I'm going to be at LosCon43: Starship LosCon! Click for my schedule of panels, and come out to see me! I'll also be tabling for the Eaton Special Collection of UC Riverside. We'll be showing off some of our items, and telling you all about the cool science fiction research that you could be doing with us!
Monday, November 21, 2016
My latest publication is Hidden Youth: Speculative Fiction from the Margins of History! And the book is officially out November 21, 2016!
My story "A Name to Ashes" will be the second story you'll read in the book, and it has this marvelous illustration by Alice Meichi Li! Alice is a Chinese-American artist based in New York City, and we talked a little about representation over Twitter. I love the illustration so much! Here is the black-and-white version you'll see in the book:
|© Alice Meichi Li!|
My story is about a young clerk who accompanies the historical Chen Lanpin on what would be known as the Chinese Commission to Cuba of 1874. Excerpts from the results of this report have been translated. I first learned about it when taking a class on race and racism in the United States, in which the professor gave us a transnational view of how slavery and indentured servitude created rifts and alliances between various groups.
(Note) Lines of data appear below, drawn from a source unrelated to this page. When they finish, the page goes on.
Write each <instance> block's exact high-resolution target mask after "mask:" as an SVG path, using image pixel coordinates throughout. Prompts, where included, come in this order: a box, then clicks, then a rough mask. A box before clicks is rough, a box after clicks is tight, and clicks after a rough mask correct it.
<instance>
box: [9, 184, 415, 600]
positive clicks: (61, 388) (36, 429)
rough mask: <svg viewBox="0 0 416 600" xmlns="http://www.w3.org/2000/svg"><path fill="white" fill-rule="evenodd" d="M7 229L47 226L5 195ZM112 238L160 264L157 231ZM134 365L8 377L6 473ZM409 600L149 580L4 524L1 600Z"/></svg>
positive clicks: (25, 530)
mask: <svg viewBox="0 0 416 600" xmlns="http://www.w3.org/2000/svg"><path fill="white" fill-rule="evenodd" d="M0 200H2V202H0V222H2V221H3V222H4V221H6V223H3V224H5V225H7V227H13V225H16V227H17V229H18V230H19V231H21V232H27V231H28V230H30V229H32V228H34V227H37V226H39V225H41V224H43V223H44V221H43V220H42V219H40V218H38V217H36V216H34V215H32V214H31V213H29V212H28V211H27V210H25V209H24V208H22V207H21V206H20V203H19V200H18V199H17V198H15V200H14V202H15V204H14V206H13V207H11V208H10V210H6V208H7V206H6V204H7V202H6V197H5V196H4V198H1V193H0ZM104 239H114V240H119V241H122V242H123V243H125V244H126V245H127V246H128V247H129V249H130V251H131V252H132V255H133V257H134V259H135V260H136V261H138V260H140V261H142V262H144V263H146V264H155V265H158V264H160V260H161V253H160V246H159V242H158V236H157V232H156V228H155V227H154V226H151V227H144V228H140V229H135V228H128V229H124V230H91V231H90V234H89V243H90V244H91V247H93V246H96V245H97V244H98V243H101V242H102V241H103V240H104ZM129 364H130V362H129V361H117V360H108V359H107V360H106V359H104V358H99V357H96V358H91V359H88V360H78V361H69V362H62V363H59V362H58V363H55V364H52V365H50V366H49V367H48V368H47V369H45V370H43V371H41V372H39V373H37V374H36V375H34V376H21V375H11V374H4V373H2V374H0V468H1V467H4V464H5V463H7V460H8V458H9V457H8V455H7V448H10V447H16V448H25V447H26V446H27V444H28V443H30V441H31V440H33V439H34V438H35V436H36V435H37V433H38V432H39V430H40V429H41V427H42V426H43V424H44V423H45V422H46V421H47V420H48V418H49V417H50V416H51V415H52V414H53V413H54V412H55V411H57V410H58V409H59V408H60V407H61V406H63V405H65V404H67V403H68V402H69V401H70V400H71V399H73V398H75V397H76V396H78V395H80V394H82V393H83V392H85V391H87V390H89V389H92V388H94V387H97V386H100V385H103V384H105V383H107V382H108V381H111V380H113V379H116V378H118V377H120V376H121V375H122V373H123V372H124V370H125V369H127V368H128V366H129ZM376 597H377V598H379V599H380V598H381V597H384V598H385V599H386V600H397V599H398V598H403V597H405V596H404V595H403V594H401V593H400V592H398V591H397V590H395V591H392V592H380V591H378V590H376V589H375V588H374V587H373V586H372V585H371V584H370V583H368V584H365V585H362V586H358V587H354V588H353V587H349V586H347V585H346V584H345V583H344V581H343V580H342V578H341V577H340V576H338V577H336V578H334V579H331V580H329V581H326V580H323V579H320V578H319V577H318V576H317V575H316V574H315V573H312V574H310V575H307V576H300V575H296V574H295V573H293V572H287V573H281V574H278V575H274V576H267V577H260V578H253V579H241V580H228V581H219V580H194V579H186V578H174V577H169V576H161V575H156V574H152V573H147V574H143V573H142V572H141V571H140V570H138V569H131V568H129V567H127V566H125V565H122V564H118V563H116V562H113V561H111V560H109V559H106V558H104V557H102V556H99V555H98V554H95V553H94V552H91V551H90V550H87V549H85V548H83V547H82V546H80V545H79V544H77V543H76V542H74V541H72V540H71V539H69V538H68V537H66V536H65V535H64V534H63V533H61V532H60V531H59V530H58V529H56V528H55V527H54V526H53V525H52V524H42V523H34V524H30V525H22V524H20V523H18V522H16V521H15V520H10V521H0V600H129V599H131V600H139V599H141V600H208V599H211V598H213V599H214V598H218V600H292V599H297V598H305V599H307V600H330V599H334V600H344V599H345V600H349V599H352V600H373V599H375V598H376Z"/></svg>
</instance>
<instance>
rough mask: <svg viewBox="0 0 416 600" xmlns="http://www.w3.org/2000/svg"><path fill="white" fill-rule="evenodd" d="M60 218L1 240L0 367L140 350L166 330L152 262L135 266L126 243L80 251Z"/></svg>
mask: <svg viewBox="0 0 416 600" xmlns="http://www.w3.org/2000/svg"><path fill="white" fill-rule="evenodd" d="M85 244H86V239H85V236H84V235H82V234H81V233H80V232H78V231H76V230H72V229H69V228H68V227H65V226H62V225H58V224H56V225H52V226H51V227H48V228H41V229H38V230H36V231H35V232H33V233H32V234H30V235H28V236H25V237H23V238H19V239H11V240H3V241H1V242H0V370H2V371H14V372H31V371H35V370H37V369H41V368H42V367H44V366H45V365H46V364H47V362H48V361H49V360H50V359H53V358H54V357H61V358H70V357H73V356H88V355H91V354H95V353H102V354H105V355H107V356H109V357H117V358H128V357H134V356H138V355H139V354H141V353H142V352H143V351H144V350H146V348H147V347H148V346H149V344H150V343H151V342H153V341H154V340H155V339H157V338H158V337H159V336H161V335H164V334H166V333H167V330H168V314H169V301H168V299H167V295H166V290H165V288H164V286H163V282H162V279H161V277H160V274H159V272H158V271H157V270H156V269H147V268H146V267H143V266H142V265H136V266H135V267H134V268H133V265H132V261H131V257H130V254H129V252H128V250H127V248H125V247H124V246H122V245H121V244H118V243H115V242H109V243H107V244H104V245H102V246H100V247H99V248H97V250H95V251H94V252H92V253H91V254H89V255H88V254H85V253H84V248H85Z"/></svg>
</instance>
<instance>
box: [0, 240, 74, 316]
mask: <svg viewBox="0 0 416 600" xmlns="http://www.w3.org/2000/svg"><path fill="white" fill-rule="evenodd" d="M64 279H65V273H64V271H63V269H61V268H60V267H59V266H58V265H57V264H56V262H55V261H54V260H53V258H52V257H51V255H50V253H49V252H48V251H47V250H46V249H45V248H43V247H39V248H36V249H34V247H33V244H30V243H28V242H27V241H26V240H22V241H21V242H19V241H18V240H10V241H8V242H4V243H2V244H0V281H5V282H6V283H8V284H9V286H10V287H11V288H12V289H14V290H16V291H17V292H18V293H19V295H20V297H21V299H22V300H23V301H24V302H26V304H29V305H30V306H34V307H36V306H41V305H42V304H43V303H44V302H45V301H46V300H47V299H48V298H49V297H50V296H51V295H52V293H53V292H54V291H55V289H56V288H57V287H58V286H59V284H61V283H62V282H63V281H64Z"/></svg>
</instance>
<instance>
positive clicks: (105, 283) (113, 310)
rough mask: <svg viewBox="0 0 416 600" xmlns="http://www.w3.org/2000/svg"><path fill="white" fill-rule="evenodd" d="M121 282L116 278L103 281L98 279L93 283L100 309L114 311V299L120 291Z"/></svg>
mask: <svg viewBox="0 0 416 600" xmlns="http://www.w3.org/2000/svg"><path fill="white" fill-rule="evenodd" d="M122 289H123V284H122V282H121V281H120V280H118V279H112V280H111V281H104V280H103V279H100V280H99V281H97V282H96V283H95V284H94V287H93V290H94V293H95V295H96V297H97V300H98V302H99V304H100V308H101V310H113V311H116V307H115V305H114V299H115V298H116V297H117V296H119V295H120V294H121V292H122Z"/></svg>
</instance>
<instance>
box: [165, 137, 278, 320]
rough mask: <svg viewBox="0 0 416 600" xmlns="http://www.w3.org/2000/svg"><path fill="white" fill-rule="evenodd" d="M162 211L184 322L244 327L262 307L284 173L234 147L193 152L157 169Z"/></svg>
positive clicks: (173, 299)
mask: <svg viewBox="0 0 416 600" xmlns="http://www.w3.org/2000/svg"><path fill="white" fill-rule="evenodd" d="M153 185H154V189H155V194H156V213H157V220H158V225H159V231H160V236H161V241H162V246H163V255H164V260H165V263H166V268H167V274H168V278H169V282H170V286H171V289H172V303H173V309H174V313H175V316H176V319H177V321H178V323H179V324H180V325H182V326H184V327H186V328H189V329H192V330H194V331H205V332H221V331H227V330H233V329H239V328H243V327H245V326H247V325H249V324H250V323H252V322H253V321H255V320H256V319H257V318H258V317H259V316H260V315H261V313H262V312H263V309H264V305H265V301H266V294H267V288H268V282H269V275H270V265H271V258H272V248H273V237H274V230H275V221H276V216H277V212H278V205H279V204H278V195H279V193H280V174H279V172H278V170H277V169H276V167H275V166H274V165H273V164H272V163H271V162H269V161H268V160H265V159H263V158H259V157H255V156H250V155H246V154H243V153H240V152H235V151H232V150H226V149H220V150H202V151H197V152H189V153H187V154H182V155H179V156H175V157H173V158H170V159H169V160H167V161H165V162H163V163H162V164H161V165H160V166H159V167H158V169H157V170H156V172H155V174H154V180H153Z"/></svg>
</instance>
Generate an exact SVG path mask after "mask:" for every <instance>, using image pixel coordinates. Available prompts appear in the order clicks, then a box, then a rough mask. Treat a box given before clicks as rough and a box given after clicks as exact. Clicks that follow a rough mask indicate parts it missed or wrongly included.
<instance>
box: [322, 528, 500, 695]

Our textbook for this segment of the course was Lisa Yun's The Coolie Speaks. I came across the Denise Helly translation, from 1993, through a generous donation by a professor who happened to have it and didn't need it anymore. (It is now extremely expensive to buy.)
This is a Hungry Ghost story. I got really tired of how white Westerners portray Hungry Ghost Month (I suppose it is a day these days in most places, but in Malaysia it is, still, culturally speaking, a whole month!!!) and I really wanted to write a story about the coolie trade, which I hadn't known about. The English translation of the report was extremely exhausting to read, because it's mostly a catalog of death and dying. But it's also about naming the people who died, reclaiming them, refusing to let their lives be written over. Many of these coolies were hoping that the commission would send word back to the families of their fallen. Almost all of the names in the story were drawn from actual instances recorded in both these books. You can read more about the story in this post.
I haven't had time to read the rest of the stories yet, but I'm really excited to be in an anthology with P. Djeli Clark! I'm a huge fan of his blog and his pop culture commentary, and his latest short story, "A Dead Djinn in Cairo" is a delight!